Aggiornamento: Le forze militari statunitensi hanno intrapreso una serie di raid aerei mirati contro obiettivi iraniani, in risposta a recenti attacchi missilistici lanciati da gruppi affiliati al regime teheraniano contro le basi americane in Iraq. L'operazione, denominata ‘Guardian Response’, ha visto l’impiego di droni e missili da crociera per colpire siti strategici all’interno del territorio iraniano.
Secondo fonti governative statunitensi, i raid hanno preso di mira installazioni utilizzate dal Corpo delle Guardie Rivoluzionarie dell'Iran (IRGC) e dai suoi alleati, in particolare nel contesto degli attacchi missilistici contro le basi americane di Al Asad e Erbil. L’obiettivo principale era neutralizzare la capacità di questi gruppi di pianificare ed eseguire ulteriori attacchi contro gli interessi statunitensi e i loro alleati nella regione. Il Pentagono ha dichiarato che l'operazione è stata condotta con precisione, minimizzando il rischio per civili.
La reazione del governo iraniano è stata immediata e veemente. Il presidente Ebrahim Raisi ha descritto gli attacchi come un atto di ‘terrorismo’ e ha annunciato rappresaglie ‘decisive’. Le Guardie Rivoluzionarie hanno affermato di aver colpito basi militari americane in Kuwait e Bahrein, sebbene non abbiano fornito dettagli specifici sugli obiettivi o sui danni causati. Queste azioni sollevano preoccupazioni per l'escalation del conflitto nella regione del Golfo.
La situazione è estremamente delicata e rischia di destabilizzare ulteriormente un’area già caratterizzata da tensioni geopolitiche elevate. Gli Stati Uniti hanno intensificato la diplomazia con i paesi della regione, cercando di rassicurare i loro alleati e di prevenire un'ulteriore escalation. La comunità internazionale esprime preoccupazione per l'impatto degli eventi sulla sicurezza regionale e ha chiesto a tutte le parti coinvolte di esercitare cautela e di evitare azioni che potrebbero portare a una guerra più ampia.
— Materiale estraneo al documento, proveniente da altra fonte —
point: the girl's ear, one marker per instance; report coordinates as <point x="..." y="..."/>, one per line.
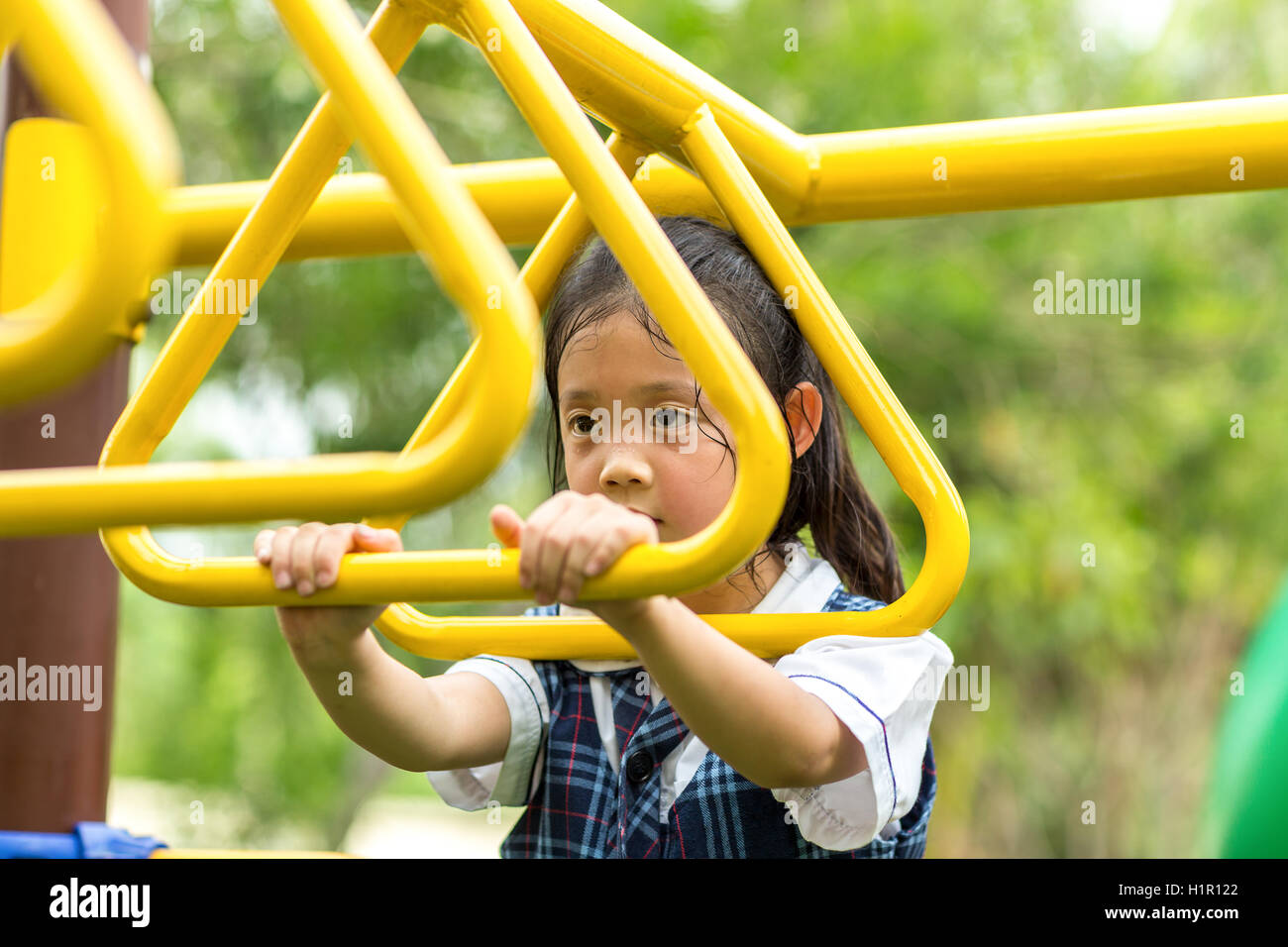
<point x="804" y="407"/>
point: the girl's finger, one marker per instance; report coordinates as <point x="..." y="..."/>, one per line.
<point x="303" y="551"/>
<point x="533" y="532"/>
<point x="553" y="554"/>
<point x="370" y="540"/>
<point x="587" y="538"/>
<point x="281" y="558"/>
<point x="619" y="535"/>
<point x="506" y="525"/>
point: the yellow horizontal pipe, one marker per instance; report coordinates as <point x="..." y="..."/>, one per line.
<point x="665" y="282"/>
<point x="995" y="163"/>
<point x="896" y="437"/>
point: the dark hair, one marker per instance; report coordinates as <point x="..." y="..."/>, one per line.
<point x="824" y="491"/>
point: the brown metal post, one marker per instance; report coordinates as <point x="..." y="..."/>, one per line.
<point x="58" y="594"/>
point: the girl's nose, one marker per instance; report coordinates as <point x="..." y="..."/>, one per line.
<point x="625" y="467"/>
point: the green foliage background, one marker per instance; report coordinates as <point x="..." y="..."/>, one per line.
<point x="1106" y="682"/>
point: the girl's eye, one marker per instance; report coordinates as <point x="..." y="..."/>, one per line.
<point x="670" y="418"/>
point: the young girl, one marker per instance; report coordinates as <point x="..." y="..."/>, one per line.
<point x="699" y="749"/>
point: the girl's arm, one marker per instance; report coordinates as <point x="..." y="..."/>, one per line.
<point x="754" y="718"/>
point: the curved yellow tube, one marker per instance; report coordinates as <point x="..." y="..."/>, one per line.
<point x="78" y="60"/>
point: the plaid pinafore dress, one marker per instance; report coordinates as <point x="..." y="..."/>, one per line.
<point x="583" y="809"/>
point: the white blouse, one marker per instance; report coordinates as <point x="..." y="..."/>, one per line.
<point x="884" y="689"/>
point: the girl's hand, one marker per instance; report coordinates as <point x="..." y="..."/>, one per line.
<point x="568" y="539"/>
<point x="308" y="558"/>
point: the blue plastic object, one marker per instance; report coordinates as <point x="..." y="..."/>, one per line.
<point x="88" y="840"/>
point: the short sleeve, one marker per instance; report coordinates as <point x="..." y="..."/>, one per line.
<point x="513" y="780"/>
<point x="885" y="690"/>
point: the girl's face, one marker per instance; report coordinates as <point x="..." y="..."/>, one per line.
<point x="630" y="429"/>
<point x="630" y="432"/>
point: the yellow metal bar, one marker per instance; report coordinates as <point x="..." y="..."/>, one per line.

Il Consiglio di Sicurezza dell’ONU sta valutando la situazione.
Questo episodio rientra in un quadro più ampio di tensioni tra Stati Uniti e Iran, alimentate da divergenze su questioni come il programma nucleare iraniano, il sostegno del regime a gruppi armati in Medio Oriente e le sanzioni economiche imposte dagli Stati Uniti. La decisione degli Stati Uniti di intraprendere raid militari rappresenta un’azione significativa che potrebbe avere conseguenze durature sulla stabilità regionale.